Mike has moved on to Tennessee now and is stalking four more pretties for his collection of dead girls.  Abby (Rosario Dawson), Kim (Tracy Thoms), Zoe (Zoe Bell) and Lee (Mary Elizabeth Winstead) are all working on a film in different functions.  Zoe is an acrobat stunt woman from New Zealand and is just visiting her buds, with Kim being a stunt driver, Abby being in makeup and Lee being the actress.  Mike takes a different approach with these honeys and just road terrorizes them with Zoe on the hood of the car (please don’t ask why).  Mike should have asked somebody though because these ladies don’t take too kindly to road rage and when they turn the heat up, we’ll see if Stuntman Mike has what it takes to keep cool.

Tarantino injected a lot of his trademark dialog into this one, as this movie is mostly ladies talking lady talk with some AWESOME car chase scenes sandwiched in between.  Zoe Bell is a real life stunt person, which always makes it look cooler to see the actual actress riding the hood of white, 1970 Dodge Charger with no visible means or restraint to help her.  Kurt Russell is hilarious as the psychopathic Mike, particularly when the tables are turned against him.  And Tracy Thoms plays the role of Kim the Stunt Driver in Pam Grieresque over the top, profane glee.  The ending is classic exploitation in its suddenness and abruptness, thus also being quite the homage to the old school films of the day.
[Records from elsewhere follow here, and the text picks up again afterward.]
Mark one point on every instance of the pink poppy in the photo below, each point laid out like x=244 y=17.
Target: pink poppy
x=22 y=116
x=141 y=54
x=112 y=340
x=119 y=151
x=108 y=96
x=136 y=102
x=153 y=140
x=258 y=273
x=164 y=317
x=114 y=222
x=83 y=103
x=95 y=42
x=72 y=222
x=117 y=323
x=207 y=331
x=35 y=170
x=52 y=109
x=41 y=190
Anyone who sees ‘Grindhouse’ is going to ask ‘which one was better?’ Of course this question is subjective but I’ll go with ‘Planet Terror’ as it moved faster, was sexier even with fewer hotties, and was a more accurate representation of its genre, than ‘Death Proof was of its genre.  ‘Death Proof’ was good too mind you, but was too dialog heavy, especially following the blood fest that was ‘Planet Terror’.  “Death Proof” was essentially a Quentin Tarantino film first, with some grindhouse elements integrated within, where ‘Planet Terror’ was a true grindhouse film first, and a Robert Rodriguez film second.

I’d be remiss if I didn’t mention the wacky trailers done by the directors, as well as Eli Roth of ‘Hostel’ fame and Rob Zombie.  They in themselves are worth the price of admission.  I can’t believe that Weinstein and company are actually releasing these two films as a double bill for the price of one, and with that in mind, you can’t go wrong with ‘Grindhouse’.  I know staying seated for three hours is going to be tough for this instant gratification generation that’s running things now but it’s worth it.  Consider that my older brother used to drag me to TRIPLE feature Kung Fu movies back in the day in his form of ‘babysitting’, then these two fine examples of schlock cinema shouldn’t be any problem.